Re: Color LUT and floating point
Posted: Mon Aug 09, 2021 7:56 am
by bartek_zgo
I think Dade we misunderstood. We are saving exr images. Why? Because they are 16-bit floating points. So let say that we obtain a burnt image like the first one in your last post. Than we open it with photoshop and change exposure. If we render without lut, it is working. We can recover burnt areas. If we add lut files, we can not recover them. If we will save output as jpg, we will not be able to recover any pixel that is white.
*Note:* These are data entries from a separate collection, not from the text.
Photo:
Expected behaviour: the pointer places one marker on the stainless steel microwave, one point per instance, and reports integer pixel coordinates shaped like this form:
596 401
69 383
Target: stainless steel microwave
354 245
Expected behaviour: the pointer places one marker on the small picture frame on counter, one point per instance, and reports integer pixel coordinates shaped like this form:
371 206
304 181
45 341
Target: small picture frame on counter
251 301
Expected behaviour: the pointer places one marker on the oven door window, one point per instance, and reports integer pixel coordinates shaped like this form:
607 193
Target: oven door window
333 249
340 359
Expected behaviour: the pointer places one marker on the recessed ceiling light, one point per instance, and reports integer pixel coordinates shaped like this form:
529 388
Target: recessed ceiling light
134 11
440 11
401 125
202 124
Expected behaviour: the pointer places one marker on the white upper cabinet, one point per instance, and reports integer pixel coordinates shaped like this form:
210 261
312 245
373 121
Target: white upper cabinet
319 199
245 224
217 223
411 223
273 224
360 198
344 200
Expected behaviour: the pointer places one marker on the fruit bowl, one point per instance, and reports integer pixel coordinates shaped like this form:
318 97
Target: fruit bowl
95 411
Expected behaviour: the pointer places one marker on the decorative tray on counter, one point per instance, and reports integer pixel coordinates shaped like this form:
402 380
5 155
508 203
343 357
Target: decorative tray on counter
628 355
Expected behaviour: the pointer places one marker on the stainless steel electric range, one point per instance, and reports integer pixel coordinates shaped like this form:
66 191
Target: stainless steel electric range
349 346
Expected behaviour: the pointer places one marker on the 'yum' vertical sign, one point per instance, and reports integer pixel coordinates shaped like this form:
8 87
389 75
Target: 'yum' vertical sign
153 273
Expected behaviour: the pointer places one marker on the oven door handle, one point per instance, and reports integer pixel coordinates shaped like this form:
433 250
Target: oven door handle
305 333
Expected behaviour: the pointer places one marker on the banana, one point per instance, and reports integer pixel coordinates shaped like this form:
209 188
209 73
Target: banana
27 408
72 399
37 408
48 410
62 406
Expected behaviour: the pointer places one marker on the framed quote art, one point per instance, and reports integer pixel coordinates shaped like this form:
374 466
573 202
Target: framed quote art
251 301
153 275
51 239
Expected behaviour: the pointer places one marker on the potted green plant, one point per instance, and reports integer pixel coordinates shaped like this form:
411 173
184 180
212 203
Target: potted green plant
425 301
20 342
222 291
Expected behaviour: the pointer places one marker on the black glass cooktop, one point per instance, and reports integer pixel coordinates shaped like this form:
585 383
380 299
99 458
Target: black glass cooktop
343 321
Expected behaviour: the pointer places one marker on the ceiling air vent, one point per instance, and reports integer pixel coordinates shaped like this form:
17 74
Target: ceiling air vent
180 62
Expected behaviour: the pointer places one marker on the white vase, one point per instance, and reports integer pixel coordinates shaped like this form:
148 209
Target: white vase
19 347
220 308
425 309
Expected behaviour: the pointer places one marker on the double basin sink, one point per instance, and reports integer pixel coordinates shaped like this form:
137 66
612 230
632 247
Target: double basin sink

So I know that changing the exposure during render I can fix the image. But that is not the point. We want to recover render that is overexposed.
Re: Color LUT and floating point
Posted: Mon Aug 09, 2021 10:42 am
by Dade
bartek_zgo wrote: Mon Aug 09, 2021 7:56 am
We can recover burnt areas. If we add lut files, we can not recover them.
Yes, because LUT are expecting values between [0.0, 1.0], they are not defined outside that range. Because of this, the values are clamped between [0.0, 1.0]:
https://github.com/LuxCoreRender/LuxCor ... ut.cpp#L80
The code linked above is my code but the proof it is correct is in the test with OpenColorIO: it produces exactly the same result (and it is written by other people).
It is your procedure to be wrong, you need to adjust exposure before LUT (like I did in my test above), not after. LUT expects values between 0.0 and 1.0 so you can use them only
after tone mapping (i.e. exposure adjustment), not before.